Correct, but they still don't spend money. The very wealthy are known to hoard money, it doesn't matter in which "vehicle" they store their money in.
>There is no such thing as 'wasted capital' - rich people store their wealth in a variety of vehicles - whether in banks (where it is re-lent out for many uses), public stock ( where it is used for company investment and operations), and private investment, such as investing in pre-IPOD start ups and private equity.
It's not wasted capital, but it doesn't stimulate the economy either. They are not contributing to investment, in the real economic sense.
>Even Apples massive cash hoard is put to good use, somewhere.
Wrong.
>It's a very cartoonish model to imagine a daddy warbucks with a big pile of cash saying 'I just don't have time to spend this'. In actual fact, there would be a team of investment managers saying 'we can't find any good places to invest, so we're letting the bank invest it for us, for the time being'.
It's still not real investment. I think you don't understand what the "I" component in GDP is. [0]
>The answer to Japan's problems is cutting government spending and debt. This has always been the answer, this will always be the answer, whether you're an individual with 20k in debt or a country with 200b in debt. The key is to realise that there is no magic Keynes multiplier.
Wrong again. Greece cut their government spending a lot, they don't seem to be in great shape. The reality of the matter (while counterintuitive) is that deficit spending helps stimulate the economy. As long as Japan wants to devalue their currency, government spending is the last option left to stimulate their economy.
It absolutely does matter what vehicle the rich store their wealth in.
If they store it in a bank, it boosts the lending capabilities of that bank.
If they buy stocks, it provides financing for public companies.
Even if the rich hide their cash under a mattress for a long time, they provide a purchasing power boost to other consumers by reducing the freely available supply of currency.
Saying that the parent is wrong about Apple's cash, does not actually prove they're wrong. "Wrong." is not an argument.

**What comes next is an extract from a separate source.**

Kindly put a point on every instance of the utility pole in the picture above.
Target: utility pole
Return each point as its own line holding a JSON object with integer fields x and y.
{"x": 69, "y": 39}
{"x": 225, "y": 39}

There's practically nothing a rich person can do with their hoard to harm the economy, other than to take that capital out of the domestic economy or invest into a ponzi scheme or asset bubble.
When the ECB introduces such things as negative interest rates then yes, sometimes large amounts of capital does essentially sit and do nothing but be savings (in a healthy real-market economy this would naturally reduce interest rates), large institutional wealth is often as interested in capital preservation as it is in capital growth -- this pretty much what the bond market is all about.
Since QE increases the value of the stock market at the expense of a currency's value, it is actually eating away at the wealth and savings of individuals and redistributing it to stockholders. These stockholders tend to already be quite wealthy themselves.
Herein lies the problem. Very wealthy individuals tend to spend a much smaller fraction of their accumulated wealth than members of the middle class. Take that as you may, but at some point these massive stockpiles of capital grow so large that they can't possibly be entirely spent. As the stockpile languishes, it becomes wasted capital: money that has essentially fallen out of circulation within the economy.
Another way to think of it is that one person can only do so many things at once, which means there is an upper limit to how much capital a single person can put to good use. When you go from many people with moderate amounts of wealth, to a few people with lots of wealth, you severely limit the amount of creative work that capital can be used for.
...or at least that's my armchair understanding of things.